Eligibility criteria for the student loan interest deduction
You must meet certain eligibility requirements to claim the student loan interest deduction.
- You must be legally on the hook to pay the interest on the student loan. Borrowers and cosigners are legally obligated to repay the debt. A parent who voluntarily makes payments on their child’s student loans cannot deduct the interest if they aren’t legally obligated to pay the interest.
- You must not be claimable on anyone else’s tax return. The student borrower may be able to claim the deduction based on the amounts paid by the parents, but only if the student cannot be claimed as a dependent on anyone else’s tax return. If the parents could claim the student as a dependent but choose not to, the student is not eligible to claim the student loan interest deduction.
- Your tax filing status is single, married filing jointly, head of household or qualifying widow(er). Taxpayers who file their federal income tax returns as married filing separately are not eligible.
The student must also satisfy certain eligibility requirements.
- The student must have been enrolled on at least a half-time basis. If the student is enrolled on less than a half-time basis, such as is common in continuing education programs, the student loans are not eligible for the student loan interest deduction.

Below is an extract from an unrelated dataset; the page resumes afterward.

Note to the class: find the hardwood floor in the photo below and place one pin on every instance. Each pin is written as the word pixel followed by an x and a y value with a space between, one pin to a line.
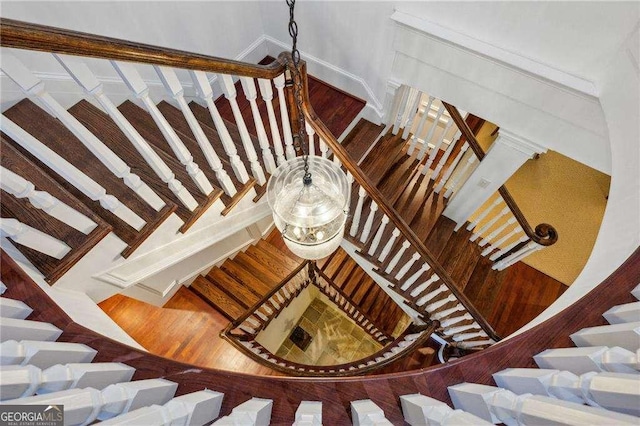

- The student must be enrolled in a program leading to a degree or certificate at an eligible educational institution. Eligible educational institutions are limited to accredited postsecondary institutions that are eligible for Title IV federal student aid.
Income phase-outs for the student loan interest deduction
There is an income limit for the student loan interest deduction. So, you might be ineligible if you have too high an income.
The income phase-outs are based on the taxpayer’s filing status and modified adjusted gross income (MAGI). The amount of the student loan interest deduction is reduced proportionately within the income phase-outs and eliminated entirely when income exceeds the upper end of the income phase-outs.
Tax Filing Status
Income Phase-outs (2019)
$70,000 to $85,000
Head of Household
$70,000 to $85,000
$70,000 to $85,000
Married Filing Jointly
$140,000 to $170,000
Married Filing Separately
How much is a student loan interest deduction worth?
You find out the good news that you’re eligible. Great! But, how much will it actually save you? Well, it’s important to note this is an above-the-line deduction, not a tax credit. So, it only helps you reduce your taxable income.
For example, suppose you have $60,000 in taxable income last year and paid $2,500 in student loan interest. Since your income is below the income phase-outs, the student loan interest deduction is not reduced. Your taxable income would become $57,500. This then reduces your tax liability.
To understand how much that will ultimately save you on your tax bill, multiply the amount student loan interest you’re eligible to deduct by your tax bracket.
If your MAGI is $60,000, you are in the 22% tax bracket. If you paid $1,000 in student loan interest, which is about the average deduction, the student loan interest deduction will save you about $220. The maximum anyone might save is $550.
How do you claim a student loan interest deduction?
Luckily, claiming a student loan interest deduction is relatively easy since you don’t need to itemize your taxes to claim the deduction.
If you paid more than $600 in student loan interest to a single lender, you’ll get a 1098-E stating how much you paid in interest on qualified education loans.
Don’t worry if you didn’t receive a 1098-E form from your lender. Simply call them and ask for the amount you paid in student loan interest. You may also be able to access this information by logging into your account on the lender’s web site.
Enter that number on line 33 on Schedule 1 of IRS Form 1040 where it says,“Student loan interest deduction.”